The Story Behind the Image: Aspens Forever

I apologize for the lack of content lately, but a great deal of recent travel (and other unrelated events) has made it difficult for me to produce new posts. That will change in the very near future as, beginning this week, I now have the opportunity to process a trove of imagery that has been made over the past couple of months. In the meantime, I hope another “Story Behind the Image” will help bridge the gap.

When I was in Colorado several autumns ago, I spent a great deal of time poking around aspen groves and forests. This is partly due to the fact that aspens are incredibly striking in the autumn and partly because I’m fascinated by birches and aspens, due to their unique black and white trunks. One day while I was in the San Juan Mountains, I meandered over Coal Bank Pass near the end of the day. I visited several overlooks, which encouraged me to view the scenes unfolding (mostly) below me with both relatively wide angle and telephoto focal lengths.
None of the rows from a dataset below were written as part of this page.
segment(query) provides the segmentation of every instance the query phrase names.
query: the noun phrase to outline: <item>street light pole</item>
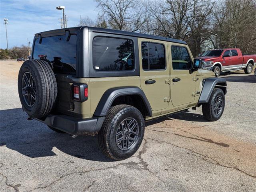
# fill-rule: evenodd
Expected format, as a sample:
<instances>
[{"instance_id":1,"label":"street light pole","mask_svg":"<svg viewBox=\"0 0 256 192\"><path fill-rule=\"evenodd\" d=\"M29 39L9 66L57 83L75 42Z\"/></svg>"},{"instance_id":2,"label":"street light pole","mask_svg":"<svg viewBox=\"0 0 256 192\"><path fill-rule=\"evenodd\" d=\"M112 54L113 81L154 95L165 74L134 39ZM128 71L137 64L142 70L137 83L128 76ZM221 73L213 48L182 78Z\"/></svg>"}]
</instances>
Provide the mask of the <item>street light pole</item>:
<instances>
[{"instance_id":1,"label":"street light pole","mask_svg":"<svg viewBox=\"0 0 256 192\"><path fill-rule=\"evenodd\" d=\"M8 24L8 20L6 18L4 19L4 24L5 25L5 32L6 33L6 43L7 44L7 50L8 50L8 38L7 38L7 27L6 25Z\"/></svg>"},{"instance_id":2,"label":"street light pole","mask_svg":"<svg viewBox=\"0 0 256 192\"><path fill-rule=\"evenodd\" d=\"M65 28L66 25L65 25L65 14L64 13L64 9L63 9L63 28Z\"/></svg>"},{"instance_id":3,"label":"street light pole","mask_svg":"<svg viewBox=\"0 0 256 192\"><path fill-rule=\"evenodd\" d=\"M58 10L62 10L63 12L63 28L65 27L65 13L64 12L64 10L65 9L65 6L59 6L58 7L57 7L56 8L56 9Z\"/></svg>"}]
</instances>

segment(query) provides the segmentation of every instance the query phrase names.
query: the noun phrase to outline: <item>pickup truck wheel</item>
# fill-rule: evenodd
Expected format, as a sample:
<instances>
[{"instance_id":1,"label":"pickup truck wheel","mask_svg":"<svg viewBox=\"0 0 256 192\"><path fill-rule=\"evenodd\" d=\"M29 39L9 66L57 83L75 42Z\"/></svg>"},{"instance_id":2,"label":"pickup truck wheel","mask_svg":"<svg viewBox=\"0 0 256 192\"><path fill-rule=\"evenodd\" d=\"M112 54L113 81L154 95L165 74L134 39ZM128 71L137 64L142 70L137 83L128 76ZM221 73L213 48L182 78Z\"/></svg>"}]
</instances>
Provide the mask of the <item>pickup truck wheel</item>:
<instances>
[{"instance_id":1,"label":"pickup truck wheel","mask_svg":"<svg viewBox=\"0 0 256 192\"><path fill-rule=\"evenodd\" d=\"M137 108L119 105L110 109L99 132L99 144L108 157L121 161L137 151L144 136L143 117Z\"/></svg>"},{"instance_id":2,"label":"pickup truck wheel","mask_svg":"<svg viewBox=\"0 0 256 192\"><path fill-rule=\"evenodd\" d=\"M225 95L223 91L219 88L214 88L208 103L202 105L203 115L209 121L217 121L222 116L224 108Z\"/></svg>"},{"instance_id":3,"label":"pickup truck wheel","mask_svg":"<svg viewBox=\"0 0 256 192\"><path fill-rule=\"evenodd\" d=\"M25 61L19 72L18 88L22 108L30 117L42 118L52 110L57 86L53 71L46 61Z\"/></svg>"},{"instance_id":4,"label":"pickup truck wheel","mask_svg":"<svg viewBox=\"0 0 256 192\"><path fill-rule=\"evenodd\" d=\"M212 71L214 72L216 76L219 76L220 74L220 69L218 66L214 66L212 68Z\"/></svg>"},{"instance_id":5,"label":"pickup truck wheel","mask_svg":"<svg viewBox=\"0 0 256 192\"><path fill-rule=\"evenodd\" d=\"M250 74L252 71L253 66L252 63L248 63L246 67L244 69L244 72L246 74Z\"/></svg>"},{"instance_id":6,"label":"pickup truck wheel","mask_svg":"<svg viewBox=\"0 0 256 192\"><path fill-rule=\"evenodd\" d=\"M52 129L54 131L55 131L57 133L66 133L64 131L60 131L60 130L57 129L55 129L55 128L53 127L51 127L50 126L47 125L49 128L50 128L51 129Z\"/></svg>"}]
</instances>

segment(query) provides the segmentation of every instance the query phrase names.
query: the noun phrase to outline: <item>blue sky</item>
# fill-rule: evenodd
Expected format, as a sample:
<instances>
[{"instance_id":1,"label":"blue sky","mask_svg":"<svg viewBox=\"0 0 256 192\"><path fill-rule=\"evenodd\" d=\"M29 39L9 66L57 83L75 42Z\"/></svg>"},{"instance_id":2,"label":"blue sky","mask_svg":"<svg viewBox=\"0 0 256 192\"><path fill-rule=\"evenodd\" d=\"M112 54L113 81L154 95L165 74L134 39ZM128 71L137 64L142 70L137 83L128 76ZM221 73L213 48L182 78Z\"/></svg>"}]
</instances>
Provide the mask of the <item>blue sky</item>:
<instances>
[{"instance_id":1,"label":"blue sky","mask_svg":"<svg viewBox=\"0 0 256 192\"><path fill-rule=\"evenodd\" d=\"M80 15L93 20L97 16L93 0L0 0L0 48L6 48L4 18L9 23L9 48L27 45L27 39L32 42L35 33L60 28L62 12L56 9L59 6L65 6L68 27L79 24Z\"/></svg>"}]
</instances>

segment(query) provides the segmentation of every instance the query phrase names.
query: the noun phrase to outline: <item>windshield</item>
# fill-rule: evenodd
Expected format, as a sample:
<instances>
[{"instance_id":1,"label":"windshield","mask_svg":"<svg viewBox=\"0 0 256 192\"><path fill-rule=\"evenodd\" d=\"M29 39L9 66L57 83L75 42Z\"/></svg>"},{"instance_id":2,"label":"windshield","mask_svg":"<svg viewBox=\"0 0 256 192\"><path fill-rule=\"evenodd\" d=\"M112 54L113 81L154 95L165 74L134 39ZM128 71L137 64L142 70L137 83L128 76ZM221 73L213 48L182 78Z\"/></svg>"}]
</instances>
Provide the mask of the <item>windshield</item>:
<instances>
[{"instance_id":1,"label":"windshield","mask_svg":"<svg viewBox=\"0 0 256 192\"><path fill-rule=\"evenodd\" d=\"M203 54L202 55L202 56L220 57L223 51L223 50L209 50L203 53Z\"/></svg>"},{"instance_id":2,"label":"windshield","mask_svg":"<svg viewBox=\"0 0 256 192\"><path fill-rule=\"evenodd\" d=\"M55 73L76 74L76 35L71 35L69 41L65 35L43 38L39 43L35 41L33 59L39 59L40 55L46 55L46 59L52 64Z\"/></svg>"}]
</instances>

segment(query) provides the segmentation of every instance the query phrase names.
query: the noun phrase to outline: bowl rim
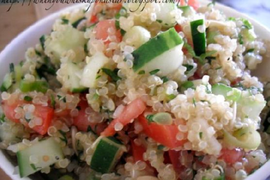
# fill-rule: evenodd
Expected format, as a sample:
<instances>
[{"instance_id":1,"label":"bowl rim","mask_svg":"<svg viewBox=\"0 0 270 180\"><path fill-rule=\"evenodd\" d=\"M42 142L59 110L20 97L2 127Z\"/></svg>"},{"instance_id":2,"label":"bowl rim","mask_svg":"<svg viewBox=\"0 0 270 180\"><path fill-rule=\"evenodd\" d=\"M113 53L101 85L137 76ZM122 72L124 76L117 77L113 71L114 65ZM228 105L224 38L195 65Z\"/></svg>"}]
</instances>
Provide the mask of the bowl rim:
<instances>
[{"instance_id":1,"label":"bowl rim","mask_svg":"<svg viewBox=\"0 0 270 180\"><path fill-rule=\"evenodd\" d=\"M210 1L204 0L199 0L199 1L201 3L201 4L203 5L207 4L210 2ZM39 28L42 28L44 24L46 24L52 21L54 21L61 14L66 11L71 11L74 9L82 8L86 5L89 4L87 3L80 3L72 5L70 6L60 9L40 20L37 20L18 34L4 48L0 53L0 62L2 62L5 61L4 57L7 56L7 54L13 52L13 47L15 46L18 42L23 41L24 37L27 36L27 35L30 33L30 32L36 31L36 29L39 29ZM92 6L91 6L91 7L92 7ZM240 13L232 8L218 2L216 3L215 7L217 9L221 10L222 11L229 12L230 13L232 13L233 15L232 16L235 16L236 15L237 17L244 18L249 19L254 26L255 32L256 33L262 34L263 33L263 32L267 32L270 35L270 30L267 28L266 26L261 24L257 20L254 20L253 18L250 18L248 16ZM3 150L1 149L0 150L0 162L1 163L0 163L0 168L1 168L10 178L14 180L33 180L33 179L29 177L20 178L18 175L13 174L16 166L12 164L11 162L9 160L8 157L6 156L7 156L6 153L4 153ZM249 175L246 180L252 180L256 179L256 180L264 180L270 175L270 172L268 172L269 168L270 168L270 161L268 160L262 166L257 170L254 173ZM258 175L260 175L259 177L258 176Z\"/></svg>"}]
</instances>

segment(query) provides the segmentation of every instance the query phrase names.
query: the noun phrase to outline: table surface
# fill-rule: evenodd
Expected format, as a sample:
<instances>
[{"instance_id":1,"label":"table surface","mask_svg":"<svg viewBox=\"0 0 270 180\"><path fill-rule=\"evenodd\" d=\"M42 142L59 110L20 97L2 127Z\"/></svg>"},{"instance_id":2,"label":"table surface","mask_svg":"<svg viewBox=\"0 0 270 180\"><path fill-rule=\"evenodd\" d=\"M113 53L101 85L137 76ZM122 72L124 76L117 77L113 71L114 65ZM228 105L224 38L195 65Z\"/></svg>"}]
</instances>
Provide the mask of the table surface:
<instances>
[{"instance_id":1,"label":"table surface","mask_svg":"<svg viewBox=\"0 0 270 180\"><path fill-rule=\"evenodd\" d=\"M270 28L270 0L217 0L248 14ZM0 3L0 51L10 41L26 27L46 14L51 14L59 8L57 4L48 11L44 10L44 6L34 6L33 4L21 3L13 5L7 12L10 4ZM49 5L46 5L49 7ZM67 6L67 5L64 5ZM0 169L0 179L11 180ZM270 180L270 179L269 179Z\"/></svg>"}]
</instances>

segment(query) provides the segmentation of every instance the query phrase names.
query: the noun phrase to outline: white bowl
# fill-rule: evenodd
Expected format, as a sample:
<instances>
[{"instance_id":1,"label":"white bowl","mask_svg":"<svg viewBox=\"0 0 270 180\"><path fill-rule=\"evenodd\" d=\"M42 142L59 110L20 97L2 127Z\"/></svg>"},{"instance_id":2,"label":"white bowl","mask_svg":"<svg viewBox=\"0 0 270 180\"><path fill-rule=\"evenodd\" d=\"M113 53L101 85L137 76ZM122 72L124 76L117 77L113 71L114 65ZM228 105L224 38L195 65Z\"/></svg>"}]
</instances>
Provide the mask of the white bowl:
<instances>
[{"instance_id":1,"label":"white bowl","mask_svg":"<svg viewBox=\"0 0 270 180\"><path fill-rule=\"evenodd\" d=\"M201 1L202 5L207 4L209 2L205 0ZM24 58L24 53L28 47L34 46L38 42L39 37L51 32L54 20L61 14L66 11L71 11L80 8L84 4L76 4L52 14L34 24L15 37L0 54L0 77L3 77L8 72L9 63L18 63ZM253 25L255 32L259 36L270 37L270 31L269 29L246 15L218 3L216 4L216 7L223 11L228 17L242 17L248 19ZM270 62L264 59L263 63L258 68L260 71L255 71L254 74L258 76L263 75L264 72L268 72L270 69ZM270 76L270 73L269 76ZM12 162L8 156L3 151L0 151L0 167L14 180L40 180L40 178L34 177L32 179L29 178L21 179L18 175L13 175L15 162ZM268 161L259 169L249 176L246 180L264 180L270 175L269 169L270 162Z\"/></svg>"}]
</instances>

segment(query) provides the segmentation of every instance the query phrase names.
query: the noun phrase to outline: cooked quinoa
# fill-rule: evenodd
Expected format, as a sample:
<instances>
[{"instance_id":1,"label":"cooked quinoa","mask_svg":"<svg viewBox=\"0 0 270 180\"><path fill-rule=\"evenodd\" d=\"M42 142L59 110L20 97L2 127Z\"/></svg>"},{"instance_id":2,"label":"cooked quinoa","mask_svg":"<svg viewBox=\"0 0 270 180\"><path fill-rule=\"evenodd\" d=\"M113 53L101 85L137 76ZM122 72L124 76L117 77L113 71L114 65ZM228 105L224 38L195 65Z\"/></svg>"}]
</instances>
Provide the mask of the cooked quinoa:
<instances>
[{"instance_id":1,"label":"cooked quinoa","mask_svg":"<svg viewBox=\"0 0 270 180\"><path fill-rule=\"evenodd\" d=\"M0 148L15 173L238 180L266 162L270 83L251 71L267 46L247 19L189 2L67 12L10 64Z\"/></svg>"}]
</instances>

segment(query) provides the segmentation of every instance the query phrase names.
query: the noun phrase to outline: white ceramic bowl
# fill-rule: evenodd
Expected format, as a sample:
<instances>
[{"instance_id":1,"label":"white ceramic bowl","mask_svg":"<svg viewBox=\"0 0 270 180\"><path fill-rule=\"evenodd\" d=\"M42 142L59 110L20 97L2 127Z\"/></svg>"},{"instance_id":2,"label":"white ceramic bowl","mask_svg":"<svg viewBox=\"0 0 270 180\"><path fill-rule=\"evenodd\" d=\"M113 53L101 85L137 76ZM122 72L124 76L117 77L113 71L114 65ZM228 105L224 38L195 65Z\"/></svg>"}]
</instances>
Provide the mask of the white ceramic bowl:
<instances>
[{"instance_id":1,"label":"white ceramic bowl","mask_svg":"<svg viewBox=\"0 0 270 180\"><path fill-rule=\"evenodd\" d=\"M201 0L201 3L203 5L209 3L209 1ZM34 24L15 38L0 54L0 77L3 77L8 72L9 63L11 62L18 63L24 58L24 53L28 47L34 46L38 42L39 37L43 34L49 34L51 32L54 20L61 13L66 11L71 11L79 8L83 5L84 5L77 4L52 14ZM270 37L270 31L255 20L222 4L216 3L216 7L223 11L228 17L242 17L249 19L253 25L257 35L262 37ZM260 70L255 71L254 72L254 74L258 76L264 74L265 75L264 72L268 72L270 69L270 62L264 59L263 63L257 69ZM268 76L270 76L270 72L269 73ZM14 180L41 180L39 177L34 177L32 179L29 178L21 179L18 175L13 175L15 162L12 162L6 153L2 151L0 151L0 167ZM269 161L259 169L249 176L246 180L264 180L270 175L269 169L270 169L270 162Z\"/></svg>"}]
</instances>

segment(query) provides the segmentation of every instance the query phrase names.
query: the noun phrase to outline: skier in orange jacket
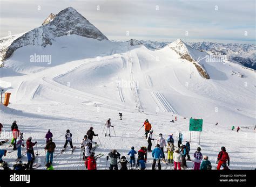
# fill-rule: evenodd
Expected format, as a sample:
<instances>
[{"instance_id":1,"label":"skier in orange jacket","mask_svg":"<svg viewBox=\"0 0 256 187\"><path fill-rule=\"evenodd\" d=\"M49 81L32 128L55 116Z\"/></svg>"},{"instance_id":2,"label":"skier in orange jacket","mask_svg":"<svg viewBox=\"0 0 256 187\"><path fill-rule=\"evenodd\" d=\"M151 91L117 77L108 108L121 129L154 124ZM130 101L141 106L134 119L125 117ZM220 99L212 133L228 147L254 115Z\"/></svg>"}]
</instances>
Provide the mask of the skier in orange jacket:
<instances>
[{"instance_id":1,"label":"skier in orange jacket","mask_svg":"<svg viewBox=\"0 0 256 187\"><path fill-rule=\"evenodd\" d=\"M145 135L146 136L146 139L147 139L147 134L149 133L150 131L151 130L151 124L149 122L149 120L146 119L142 126L144 126L145 127Z\"/></svg>"}]
</instances>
As I’ve mentioned before on this blog, I tend to go with longer lenses when I photograph from overlooks; the exception is when there’s something of foreground interest that captures my attention, but that is decidedly not the rule. And that pattern held while I was at the Coal Bank overlooks.

The way I typically handle long lens situations from an overlook is to scan the scene with the naked eye and, when I spot a detail that appears interesting, I pull out the camera with the telephoto lens attached and have a closer look, to see if what I initially noticed holds up to tighter scrutiny. Typically what I’m seeing is some sort of pattern, a set of converging lines, or some other form of graphic interest.

Since a telephoto lens, by its very nature, is going to compress the scene, the considerations as to what will make for a compelling subject are typically completely different than those that represent potential wide angle photo opportunities. While depth–broadly speaking, bringing a three-dimensional feel to a two-dimensional medium–is ordinarily a prime concern when working with a wide angle lens, it’s not usually a principal consideration when working with telephoto focal lengths, though there are certainly exceptions to both sets of rules…or guidelines, if you prefer.

On this occasion, at Coal Bank Pass, what caught my attention was a seemingly endless stand of aspens on an adjacent slope. This was hardly the first time on the trip that I had seen an apparently infinite “sea” of aspens, but what made this occurrence different was my perspective relative to the stand. Because of the height of my perch relative to the subject, the trunks of many of the aspen strata were plainly visible, rather than just the nearest stand. Instead of an endless expanse of aspen crowns, the lines that made up the various sets gave the scene a very different look and feel.

I pulled out the telephoto lens and, after zooming to 140 mm, I found the patterned look that I felt best represented what had attracted my eye to the scene in the first place.

Voila. Aspens forever.

Aspens Forever, Coal Bank Pass, San Juan National Forest, Colorado

Responses

  1. Great tip and photo, Kerry.

  2. The vertical lines of the trunks crossed by the yellow lines of the tree tops make for an interesting pattern.